Champagne corks were reputed to be popping on the third floor of the Council House on Tuesday morning as Jan allegedly threw open the Strategic Leadership fridge to all and sundry to celebrate the demise of The Bristol Blogger.
Alas, within hours, those fevered celebrations petered out as your favourite local blogger reappeared on the internet relatively unscathed – if a few old Howard Newby stories lighter. The council meanwhile are now in crisis with both their Champagne and grit supplies running out fast …

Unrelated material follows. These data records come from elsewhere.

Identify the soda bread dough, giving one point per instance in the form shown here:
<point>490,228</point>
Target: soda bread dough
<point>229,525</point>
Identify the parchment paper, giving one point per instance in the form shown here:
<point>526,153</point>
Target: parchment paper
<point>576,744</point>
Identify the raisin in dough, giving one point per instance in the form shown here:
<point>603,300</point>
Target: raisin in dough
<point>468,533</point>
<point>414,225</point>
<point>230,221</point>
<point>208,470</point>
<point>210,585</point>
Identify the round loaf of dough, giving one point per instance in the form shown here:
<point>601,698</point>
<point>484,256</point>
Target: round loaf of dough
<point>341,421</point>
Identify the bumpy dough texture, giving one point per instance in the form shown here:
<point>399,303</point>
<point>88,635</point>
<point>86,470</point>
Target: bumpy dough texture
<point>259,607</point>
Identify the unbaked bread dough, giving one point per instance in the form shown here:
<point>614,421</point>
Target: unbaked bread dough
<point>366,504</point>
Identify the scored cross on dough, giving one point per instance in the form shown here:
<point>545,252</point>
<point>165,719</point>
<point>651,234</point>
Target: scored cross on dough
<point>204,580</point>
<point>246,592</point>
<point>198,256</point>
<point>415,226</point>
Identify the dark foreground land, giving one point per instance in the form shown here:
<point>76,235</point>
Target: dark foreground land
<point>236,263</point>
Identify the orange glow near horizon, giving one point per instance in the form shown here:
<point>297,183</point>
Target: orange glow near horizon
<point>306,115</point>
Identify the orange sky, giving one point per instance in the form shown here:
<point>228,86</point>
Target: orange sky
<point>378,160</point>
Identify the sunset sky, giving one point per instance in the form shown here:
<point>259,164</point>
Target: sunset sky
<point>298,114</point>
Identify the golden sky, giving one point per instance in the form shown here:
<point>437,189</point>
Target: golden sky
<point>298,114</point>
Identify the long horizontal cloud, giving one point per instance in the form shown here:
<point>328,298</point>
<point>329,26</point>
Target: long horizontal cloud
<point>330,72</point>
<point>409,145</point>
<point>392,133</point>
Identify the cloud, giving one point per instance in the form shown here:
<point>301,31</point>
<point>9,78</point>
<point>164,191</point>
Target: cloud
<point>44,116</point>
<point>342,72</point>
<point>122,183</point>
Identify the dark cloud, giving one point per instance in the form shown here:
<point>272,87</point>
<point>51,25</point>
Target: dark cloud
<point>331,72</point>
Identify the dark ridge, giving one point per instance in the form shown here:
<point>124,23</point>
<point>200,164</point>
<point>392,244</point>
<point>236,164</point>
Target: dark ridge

Since those dark days of Tuesday, our man down the pub who specialises in defamation – well, he quotes Arkell vs Pressdram on a regular basis anyway – has been analysing what’s been going on. Here’s what he says in a nutshell:
1. The allegations have been in the public domain for a considerable amount of time now with no action taken. This makes it very hard – although not impossible – to claim defamation.
2. The exact same allegations are still in the public domain through other news outlets. This would make it very hard to claim defamation
3. One item is simply a headline and one sentence pointing to a story published the next day that clarifies the initial claim. This would be considered a “suitable correction”, especially considering the short time frame between the “defamatory” claim and the correction. A case for defamation would be unlikely to succeed.
4. Taking defamation action over insults – which are a form of opinion – is both difficult and ill-advised. Even if they were to win, would it be wise for, say, a Knight of the Realm to sit in the High Court for a week while someone tried to prove you were a gormless cunt/a spineless twat/a retarded fuckbucket etc? The press would have a field day. And what if you lost?
5. If the insults/opinion are views formed on the basis of disputed facts, as in this case, then this complicates matters further. If the disputed facts are proved true then it’s likely the opinion would not be considered defamatory either.
6. Defamation is Call My Bluff for rich men. It’s not for higher education bureaucrats using public funds.
And finally, according to Ecologics, WordPress have now told them the following:
Although there has been no official legal pronouncement on the matter, WordPress policy, and apparently UK laws mean that the post can only be re-published by removing the disputed material until such a time when the matter is decided by courts.
“This is bollocks,” says our man. “None of this has anything to do with the courts yet.
“All that’s happened is that Newby’s employer has written a letter of complaint to WordPress. So what? Why remove anything?
“If you don’t believe me, imagine if your employer wrote on your behalf and accused, say, the News of the World of defamation and then said they must remove the offending article until a court decides otherwise.
“Would they remove that article? Would they fuck.
“Besides, what happens if – as is very likely – Newby doesn’t take the matter to court? These articles then stay censored forever on the basis of a weak letter of complaint from an employer?
“Mind you, I suppose the bloggers could always force it to court themselves by suing Newby and Ryan for defamation for saying their articles were defamatory.”
Is it time to start the fighting fund?
Disclaimer: this advice really was dispensed by someone very drunk in the pub (and recalled from memory the next morning) who is not a specialist in defamation. Dont’t try this at home kids!